Depois de algumas centenas de milhares de vítimas e desalojados, quatro versões iniciais, da exigência de sete países em que não fosse aplicada a palavra “sanções” e de 13 votos a favor (entre eles os três países africanos com assento no Conselho, Argélia, Angola e Benin) e duas abstenções (China e Paquistão, que sempre se opuseram à ameaça de sanções), o Conselho de Segurança (CS) das N.U. consegue fazer aprovar a Resolução 1556(2004) que exige ao governo de Cartum medidas que acabem com o genocídio; esta palavra, no entanto, arredada do léxico da União Africana (UA), pelo que não surpreende que também o esteja da Resolução.
Ou seja, a Resolução exige que Cartum honrasse os compromissos assumidos com Kofi Annan e Collin Powell, em 3 de Julho, desarmar e neutralize as milícias árabes de Janjawid, puna severamente os responsáveis pelas acções violentas contra a população negra islâmica e animista de Darfur e autorize e facilite a actividade das organizações humanitárias (não sei como será possível dado que estas continuam a adoptar a proscrita palavra “genocídio”).
O paradoxo parece vir do palácio de Itamaraty, sede do Ministério de Relações Exteriores do Brasil, que somente fazem referência a um eventual embargo do comércio internacional de armas destinadas à região de Darfur, no Sudão.
De notar, ainda, que já na véspera a União Europeia (EU) tinha acordado com os sudaneses em reactivar o acordo celebrado no seio da UA, em 8 de Abril, e ouvido do representante sudanês que não admitiria a presença de militares estrangeiros, propostos por Londres, ou que em Darfur, contrariamente ao que divulgava a imprensa, não havia fome e que o seu governo, citado pela Panapress, "teria enviado cerca de quatro mil polícias a Darfur, para pôr termo às operações das milícias Janjawid".
A Resolução impõe trinta dias ao Governo sudanês para respeitar as exigências do órgão mais antidemocrático do Mundo (um país de entre os cinco, num total de quinze membros pode impedir a aprovação de uma Resolução, através do veto).
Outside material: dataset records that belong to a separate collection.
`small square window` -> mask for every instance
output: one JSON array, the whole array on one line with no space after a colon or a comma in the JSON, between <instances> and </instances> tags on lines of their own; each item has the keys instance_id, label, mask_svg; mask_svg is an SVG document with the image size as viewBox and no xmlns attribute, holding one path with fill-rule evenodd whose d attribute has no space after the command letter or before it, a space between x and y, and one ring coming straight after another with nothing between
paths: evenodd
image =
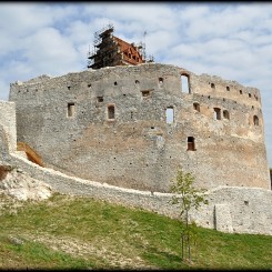
<instances>
[{"instance_id":1,"label":"small square window","mask_svg":"<svg viewBox=\"0 0 272 272\"><path fill-rule=\"evenodd\" d=\"M98 102L103 102L103 101L104 101L103 97L98 97Z\"/></svg>"}]
</instances>

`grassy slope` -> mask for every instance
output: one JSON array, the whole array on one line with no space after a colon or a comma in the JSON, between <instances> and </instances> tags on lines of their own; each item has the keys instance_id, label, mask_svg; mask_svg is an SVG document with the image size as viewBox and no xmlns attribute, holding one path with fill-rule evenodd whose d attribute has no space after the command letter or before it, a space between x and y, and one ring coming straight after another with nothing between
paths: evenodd
<instances>
[{"instance_id":1,"label":"grassy slope","mask_svg":"<svg viewBox=\"0 0 272 272\"><path fill-rule=\"evenodd\" d=\"M0 269L188 269L180 222L143 210L56 194L0 222ZM272 269L272 236L198 233L193 269Z\"/></svg>"}]
</instances>

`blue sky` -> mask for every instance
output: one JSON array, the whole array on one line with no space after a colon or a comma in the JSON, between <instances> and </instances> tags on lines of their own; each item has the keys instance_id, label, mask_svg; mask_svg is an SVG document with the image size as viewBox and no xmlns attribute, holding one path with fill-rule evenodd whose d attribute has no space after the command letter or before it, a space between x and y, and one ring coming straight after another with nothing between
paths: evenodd
<instances>
[{"instance_id":1,"label":"blue sky","mask_svg":"<svg viewBox=\"0 0 272 272\"><path fill-rule=\"evenodd\" d=\"M17 80L85 70L93 33L109 23L121 39L144 40L155 62L260 89L272 167L269 2L0 3L0 100L8 100Z\"/></svg>"}]
</instances>

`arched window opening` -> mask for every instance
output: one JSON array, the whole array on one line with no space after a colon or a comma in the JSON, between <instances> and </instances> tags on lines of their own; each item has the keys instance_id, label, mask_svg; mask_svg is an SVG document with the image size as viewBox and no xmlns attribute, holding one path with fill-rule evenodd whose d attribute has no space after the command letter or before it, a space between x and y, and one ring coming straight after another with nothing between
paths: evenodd
<instances>
[{"instance_id":1,"label":"arched window opening","mask_svg":"<svg viewBox=\"0 0 272 272\"><path fill-rule=\"evenodd\" d=\"M223 110L223 118L230 120L230 112L228 110Z\"/></svg>"},{"instance_id":2,"label":"arched window opening","mask_svg":"<svg viewBox=\"0 0 272 272\"><path fill-rule=\"evenodd\" d=\"M193 137L188 137L188 140L187 140L187 150L188 151L195 151L195 143L194 143L194 138Z\"/></svg>"},{"instance_id":3,"label":"arched window opening","mask_svg":"<svg viewBox=\"0 0 272 272\"><path fill-rule=\"evenodd\" d=\"M253 123L254 123L254 125L259 125L259 118L258 118L258 115L254 115L253 117Z\"/></svg>"},{"instance_id":4,"label":"arched window opening","mask_svg":"<svg viewBox=\"0 0 272 272\"><path fill-rule=\"evenodd\" d=\"M193 109L198 112L200 112L200 104L198 102L193 103Z\"/></svg>"},{"instance_id":5,"label":"arched window opening","mask_svg":"<svg viewBox=\"0 0 272 272\"><path fill-rule=\"evenodd\" d=\"M173 107L167 108L167 123L173 123L174 122L174 109Z\"/></svg>"},{"instance_id":6,"label":"arched window opening","mask_svg":"<svg viewBox=\"0 0 272 272\"><path fill-rule=\"evenodd\" d=\"M181 91L185 93L191 93L190 80L188 74L181 74Z\"/></svg>"},{"instance_id":7,"label":"arched window opening","mask_svg":"<svg viewBox=\"0 0 272 272\"><path fill-rule=\"evenodd\" d=\"M108 105L108 119L114 119L115 117L115 109L114 105Z\"/></svg>"},{"instance_id":8,"label":"arched window opening","mask_svg":"<svg viewBox=\"0 0 272 272\"><path fill-rule=\"evenodd\" d=\"M213 120L221 120L221 109L220 108L213 108Z\"/></svg>"}]
</instances>

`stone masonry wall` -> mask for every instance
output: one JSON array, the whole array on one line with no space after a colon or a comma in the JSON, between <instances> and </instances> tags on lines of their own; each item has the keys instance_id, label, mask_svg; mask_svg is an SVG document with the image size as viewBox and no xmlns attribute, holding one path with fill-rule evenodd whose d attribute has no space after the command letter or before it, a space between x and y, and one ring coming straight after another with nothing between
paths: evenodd
<instances>
[{"instance_id":1,"label":"stone masonry wall","mask_svg":"<svg viewBox=\"0 0 272 272\"><path fill-rule=\"evenodd\" d=\"M178 218L180 212L170 203L171 193L124 189L69 177L52 169L41 168L18 154L12 154L10 162L60 193L91 197L142 208L170 218ZM192 211L190 214L190 219L198 225L222 232L272 235L271 190L219 187L208 191L206 199L209 205L202 206L199 211Z\"/></svg>"},{"instance_id":2,"label":"stone masonry wall","mask_svg":"<svg viewBox=\"0 0 272 272\"><path fill-rule=\"evenodd\" d=\"M18 140L67 174L168 192L182 165L202 188L271 188L258 89L150 63L17 82L10 100Z\"/></svg>"},{"instance_id":3,"label":"stone masonry wall","mask_svg":"<svg viewBox=\"0 0 272 272\"><path fill-rule=\"evenodd\" d=\"M8 133L6 135L6 141L8 141L8 149L10 152L14 152L17 150L17 128L16 128L16 103L0 101L0 124L3 127L2 130L6 131L3 133Z\"/></svg>"},{"instance_id":4,"label":"stone masonry wall","mask_svg":"<svg viewBox=\"0 0 272 272\"><path fill-rule=\"evenodd\" d=\"M20 152L10 152L8 147L10 138L12 134L7 132L0 122L1 165L16 167L20 172L46 182L53 191L142 208L171 218L177 218L179 214L179 209L170 203L172 198L170 193L118 188L39 167L22 157ZM194 220L198 225L223 232L272 235L271 190L218 187L209 190L206 198L209 205L190 214L191 220Z\"/></svg>"}]
</instances>

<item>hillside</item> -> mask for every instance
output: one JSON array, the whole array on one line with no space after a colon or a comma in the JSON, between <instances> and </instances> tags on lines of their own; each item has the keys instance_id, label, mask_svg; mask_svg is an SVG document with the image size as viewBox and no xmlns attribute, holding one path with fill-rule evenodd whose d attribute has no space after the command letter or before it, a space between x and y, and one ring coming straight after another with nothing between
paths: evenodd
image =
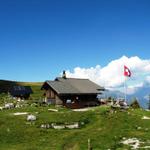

Caso não as cumpra, o CS poderá fazer aplicar o artº. 41 da Carta da ONU, ou seja, aplicar medidas coercivas mas que não implicam o emprego de forças militares.
Só que os sudaneses não aceitaram de bom grado esta Resolução. Ameaçam considerá-la, consideram-na, uma ameaça ao Sudão, conforme ficou demonstrado na manifestação “espontânea” que, e só por mero acaso, era liderada por alguns membros do Governo de Cartum.
Por outro lado, não surpreende que a China tenha votado em branco, tal como não surpreende que a França e os EUA tenha sido comedidos quanto às palavras sanções e genocídio. Os três têm, directa ou indirectamente, interesses no petróleo da região. Os dois primeiros têm, mesmo, contratos celebrados com o governo sudanês.
Também a Liga Árabe, de que o Paquistão faz parte – e por isso se absteve – não permite qualquer intervenção armada no Darfur, excepto aquele a UA propôs enviara para a zona. Cerca de 2000 homens, cuja a única função é proteger menos de uma centena observadores militares que já se encontram naquela zona. A fazerem o quê, ainda ninguém o disse.
Apesar disso, Cartum diz que deseja cooperar com a comunidade internacional na resolução do problema tendo dito que já tinha enviado cerca de cinco mil polícias para a martirizada região. Também já o tinham dito nos finais de Julho. Por outro lado é interessante as palavras do chefe da polícia, de uma das regiões do Darfur, em que só dentro de uma semana vão começar a desarmar as milícias e sempre numa base numa premissa do voluntariado destas.
Enfim, ficaremos para ver porque... os dias começam a ser insuficientes para uma população que continua a ser martirizada, quer pelas milícias quer, principalmente, pela fome, conforme demonstram as fotografias com somos bombardeados diariamente. Daí a pergunta inicial. Senão, ao trigésimo dia já nada haverá.